Hmm, you could probably have better control of the text placement if you broke up each individual section, instead of just using #supportingText.  I know that would make the css longer, but in the end you would have more control of its layout.

BTW, cool design.  Are you planning to submit it back to Zen Garden afterwards?


----------



## HateEternal (Jan 29, 2005)

Thanks for the suggestions, I will look into fixing it at some point.

I don't know If i will submit it, the graphics arn't really original. Thanks though.


----------



## Arden (Jan 29, 2005)

They may not be original in of themselves, but there are very few sites out there that recreate the OS X user interface, much less do it with brushed metal, split panes (side note: any chance on using Javascript to make this work like its application counterpart? ) and dialog boxes.


----------



## mdnky (Jan 29, 2005)

I tried doing a few that mimic the finder in Panther...never got around to finishing them.  It's not an easy task.  When you're limited by preformed HTML, it's a lot harder.

Arden:  He's trying for a submission to the Zen Garden.  You can't modify the HTML at all, just the CSS file.  Using JS would totally destroy the whole point behind the Zen Garden any ways.


-----
EDIT
-----

Got bored, so I played a bit...ended up totally redoing the CSS.  Works in Safari and Firefox.  Has an issue in IE 5.2 Mac.  Opera 7.54 has a minor and weird issue...the menu's there, but it isn't visable.  You can still click on the links though...just blindly.  WTG Opera!    Haven't loaded VPC, just redid my computer, so I can't check out any of the Win browsers.

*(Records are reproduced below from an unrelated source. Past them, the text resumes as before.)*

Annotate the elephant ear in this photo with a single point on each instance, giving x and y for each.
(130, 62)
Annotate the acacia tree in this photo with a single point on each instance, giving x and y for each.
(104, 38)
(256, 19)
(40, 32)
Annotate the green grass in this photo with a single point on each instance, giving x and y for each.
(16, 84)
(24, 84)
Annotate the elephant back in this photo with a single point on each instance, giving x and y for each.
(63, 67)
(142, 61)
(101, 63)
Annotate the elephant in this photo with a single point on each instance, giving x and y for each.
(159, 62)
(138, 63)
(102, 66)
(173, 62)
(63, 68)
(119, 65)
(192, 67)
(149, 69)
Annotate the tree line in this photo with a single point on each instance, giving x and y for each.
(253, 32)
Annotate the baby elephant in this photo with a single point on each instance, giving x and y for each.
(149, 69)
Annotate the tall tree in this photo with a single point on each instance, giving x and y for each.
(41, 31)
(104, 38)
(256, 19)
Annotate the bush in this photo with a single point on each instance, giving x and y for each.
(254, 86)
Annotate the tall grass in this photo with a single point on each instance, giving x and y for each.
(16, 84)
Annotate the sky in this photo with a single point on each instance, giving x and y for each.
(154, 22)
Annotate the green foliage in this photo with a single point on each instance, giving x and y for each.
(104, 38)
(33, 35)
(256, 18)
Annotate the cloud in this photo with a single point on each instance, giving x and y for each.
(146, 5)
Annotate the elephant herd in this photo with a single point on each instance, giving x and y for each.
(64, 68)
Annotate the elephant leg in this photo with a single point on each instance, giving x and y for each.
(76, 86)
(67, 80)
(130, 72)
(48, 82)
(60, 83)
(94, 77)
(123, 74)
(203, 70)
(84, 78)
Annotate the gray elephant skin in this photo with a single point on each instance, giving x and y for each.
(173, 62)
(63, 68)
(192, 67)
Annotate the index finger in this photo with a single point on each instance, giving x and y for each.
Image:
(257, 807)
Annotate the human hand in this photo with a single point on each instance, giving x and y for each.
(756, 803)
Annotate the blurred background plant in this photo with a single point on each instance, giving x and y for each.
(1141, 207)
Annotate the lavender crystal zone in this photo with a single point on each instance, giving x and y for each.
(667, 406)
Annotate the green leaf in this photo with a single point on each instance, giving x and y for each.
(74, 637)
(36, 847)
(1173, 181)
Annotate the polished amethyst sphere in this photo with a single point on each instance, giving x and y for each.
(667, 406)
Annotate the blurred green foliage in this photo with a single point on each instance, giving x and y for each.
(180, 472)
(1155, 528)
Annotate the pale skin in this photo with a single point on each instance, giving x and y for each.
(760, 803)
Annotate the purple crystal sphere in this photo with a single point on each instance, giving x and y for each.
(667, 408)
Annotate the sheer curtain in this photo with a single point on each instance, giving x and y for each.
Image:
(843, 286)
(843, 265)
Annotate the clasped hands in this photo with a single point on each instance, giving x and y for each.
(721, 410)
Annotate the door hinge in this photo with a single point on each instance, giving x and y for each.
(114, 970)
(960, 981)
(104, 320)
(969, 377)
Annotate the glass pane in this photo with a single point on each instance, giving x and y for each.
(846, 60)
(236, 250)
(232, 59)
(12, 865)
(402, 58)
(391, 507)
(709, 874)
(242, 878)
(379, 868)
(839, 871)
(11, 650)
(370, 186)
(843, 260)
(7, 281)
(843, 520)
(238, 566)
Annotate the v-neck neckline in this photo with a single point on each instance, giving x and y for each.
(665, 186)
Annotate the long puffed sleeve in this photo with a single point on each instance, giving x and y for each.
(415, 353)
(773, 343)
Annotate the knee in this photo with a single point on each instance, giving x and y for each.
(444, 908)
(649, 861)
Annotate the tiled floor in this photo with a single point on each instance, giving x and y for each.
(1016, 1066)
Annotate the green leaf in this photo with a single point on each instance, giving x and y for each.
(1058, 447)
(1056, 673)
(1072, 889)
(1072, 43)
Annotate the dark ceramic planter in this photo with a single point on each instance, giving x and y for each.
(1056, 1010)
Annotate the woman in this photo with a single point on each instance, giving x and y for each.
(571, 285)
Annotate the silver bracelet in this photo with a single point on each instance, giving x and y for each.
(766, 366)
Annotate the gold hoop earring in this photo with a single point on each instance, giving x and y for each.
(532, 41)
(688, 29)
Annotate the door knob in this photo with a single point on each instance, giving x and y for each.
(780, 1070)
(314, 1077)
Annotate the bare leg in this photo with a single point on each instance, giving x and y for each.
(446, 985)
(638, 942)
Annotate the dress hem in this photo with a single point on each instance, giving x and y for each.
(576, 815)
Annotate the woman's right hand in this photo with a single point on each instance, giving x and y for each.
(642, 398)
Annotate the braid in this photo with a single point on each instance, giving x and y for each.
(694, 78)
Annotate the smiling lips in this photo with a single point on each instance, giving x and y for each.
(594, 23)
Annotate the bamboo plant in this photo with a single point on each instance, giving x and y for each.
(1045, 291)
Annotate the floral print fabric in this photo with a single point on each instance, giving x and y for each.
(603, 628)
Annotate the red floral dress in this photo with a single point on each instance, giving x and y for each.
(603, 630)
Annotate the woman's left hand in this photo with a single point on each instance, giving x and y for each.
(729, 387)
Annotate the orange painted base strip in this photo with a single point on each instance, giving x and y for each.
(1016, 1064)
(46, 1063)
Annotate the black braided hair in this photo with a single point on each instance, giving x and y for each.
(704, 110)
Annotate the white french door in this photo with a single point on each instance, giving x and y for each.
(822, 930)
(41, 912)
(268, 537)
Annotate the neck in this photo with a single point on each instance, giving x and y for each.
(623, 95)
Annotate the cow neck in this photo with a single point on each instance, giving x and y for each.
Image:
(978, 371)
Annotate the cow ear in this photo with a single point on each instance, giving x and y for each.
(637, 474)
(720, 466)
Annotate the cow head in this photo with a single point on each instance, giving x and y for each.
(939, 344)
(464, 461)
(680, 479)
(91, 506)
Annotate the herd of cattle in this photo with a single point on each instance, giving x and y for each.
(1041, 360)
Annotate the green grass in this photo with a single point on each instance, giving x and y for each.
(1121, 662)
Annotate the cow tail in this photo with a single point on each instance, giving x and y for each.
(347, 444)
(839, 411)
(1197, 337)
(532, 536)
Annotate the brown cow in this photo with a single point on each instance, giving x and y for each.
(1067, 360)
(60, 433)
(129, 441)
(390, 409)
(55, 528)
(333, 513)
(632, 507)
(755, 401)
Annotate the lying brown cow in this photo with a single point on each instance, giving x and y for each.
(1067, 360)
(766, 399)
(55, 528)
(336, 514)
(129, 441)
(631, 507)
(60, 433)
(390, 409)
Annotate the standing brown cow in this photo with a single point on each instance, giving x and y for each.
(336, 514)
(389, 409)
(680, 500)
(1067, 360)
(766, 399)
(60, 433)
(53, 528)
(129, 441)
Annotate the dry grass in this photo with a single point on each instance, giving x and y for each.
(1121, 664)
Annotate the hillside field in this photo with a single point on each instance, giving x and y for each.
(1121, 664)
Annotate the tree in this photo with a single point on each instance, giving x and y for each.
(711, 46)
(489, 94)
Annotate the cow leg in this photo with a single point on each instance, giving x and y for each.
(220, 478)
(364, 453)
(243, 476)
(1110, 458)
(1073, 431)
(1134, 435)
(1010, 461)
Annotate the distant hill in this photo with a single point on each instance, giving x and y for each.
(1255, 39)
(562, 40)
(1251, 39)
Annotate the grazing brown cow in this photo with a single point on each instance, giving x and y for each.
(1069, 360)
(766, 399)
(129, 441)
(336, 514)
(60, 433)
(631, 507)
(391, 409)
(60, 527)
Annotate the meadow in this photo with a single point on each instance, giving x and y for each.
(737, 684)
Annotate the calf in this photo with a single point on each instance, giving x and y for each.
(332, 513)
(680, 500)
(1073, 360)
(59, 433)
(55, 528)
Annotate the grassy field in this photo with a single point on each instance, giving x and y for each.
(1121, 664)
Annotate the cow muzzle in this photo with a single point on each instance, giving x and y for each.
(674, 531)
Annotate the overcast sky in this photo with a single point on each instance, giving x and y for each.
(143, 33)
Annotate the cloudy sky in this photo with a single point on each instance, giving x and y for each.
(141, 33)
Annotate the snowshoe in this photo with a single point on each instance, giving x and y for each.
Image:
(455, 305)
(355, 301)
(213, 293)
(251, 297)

http://test.designs4efx.com/HateEternal/

http://test.designs4efx.com/HateEternal/Archive.zip


----------



## Darkshadow (Jan 29, 2005)

Hmm, when you scroll the "main" area, it ends up scrolling up the dialog window and the content of the split pane up in Safari for me.  Works fine in Firefox, though.


----------



## mdnky (Jan 29, 2005)

Yea...I noticed that after posting.  Looks to be a bug in Safari.


----------